Israeli police arrested three Palestinians on Monday for harassing Jews visiting the Temple Mount, as tens of thousands thronged to the Western Wall below to receive the Priestly Blessing.
A police spokesperson said a crowd of Arabs was pushed back at the Chain Gate after confronting Jews visiting their holiest site. The three Palestinians were detained for chanting inciting nationalistic slogans.
The status quo governing the Temple Mount dates back to 1967, when Israel liberated the Old City of Jerusalem from Jordan during the Six-Day War. Then-Defense Minister Moshe Dayan agreed to let the Jordanian-administered Islamic Waqf, a Muslim trusteeship, continue managing the holy site’s day-to-day affairs, while Israel would maintain overall sovereignty and be responsible for security.
According to the status quo, non-Muslims are allowed to visit the Temple Mount but not pray there.
“We have identified endless attempts to incite on the internet by distorting reality. Amid the continued incitement on social media, and in contrast to propaganda by terror organizations, there has not been any change to the existing practice on the Temple Mount,” police said in a statement.
“Anyone who incites violence, acts violently, disturbs the peace or attempts to disrupt routine life in Jerusalem, the Old City and the Temple Mount will be dealt with with determination and zero tolerance. We will continue to work at the holy sites to preserve security and order and to allow the freedom of worship for everyone according to the law and the existing practice,” police continued.
On Sunday, Israeli police arrested a Jewish man on his way to sacrifice a lamb on the Temple Mount.
Yair Hanoch, an activist from the Beyadenu—Returning to the Temple Mount organization, was detained at a light rail station near Jerusalem’s Old City.
“There is no more room for Muslim rule on the Temple Mount: The time has come to build a Jewish temple and renew the sacrificial rites,” the organization said after Hanoch’s arrest.
Rabbi Shmuel Rabinowitz, the chief rabbi of the Western Wall and the holy places, in April banned the bringing of animals to the Temple Mount to prevent Jews from trying to bring Passover sacrifices on the holy site. At the time, Returning to the Mount leader Rafael Morris was arrested while trying to bring an animal to the holy site as a Paschal offering.
During the times of the First and Second Temples, the week-long festival of Sukkot was marked by sacrifices, water libations and the custom of circling the altar while holding palm fronds.
For centuries, Jews did not visit the hilltop because of a rabbinic consensus that the laws of ritual purity still apply to the Temple Mount. But in recent years, a growing number of rabbis have argued that ritual purity laws do not apply to all sections of the Temple Mount and encourage visits to permitted areas to maintain Jewish connections to the site.
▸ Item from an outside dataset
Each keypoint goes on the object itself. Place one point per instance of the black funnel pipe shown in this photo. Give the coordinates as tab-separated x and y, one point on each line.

In 2022, 51,483 Jews visited the Temple Mount, up from 34,651 in 2021 and 20,684 in 2020, according to statistics compiled by Beyadeu.
Meanwhile on Monday, tens of thousands of Jews converged on the Western Wall for Sukkot holiday prayers, including the Birkat Kohanim (Priestly Blessing).
The Priestly Blessing at the Western Wall dates back to 1931 and is traditionally held twice a year, during the intermediary days of Passover and Sukkot.
During the prayer, all kohanim present bless the entire congregation of Israel: “May the Lord bless you, and keep you; May the Lord make His face shine upon you, and be gracious to you; May the Lord lift up His face to you, and give you peace.”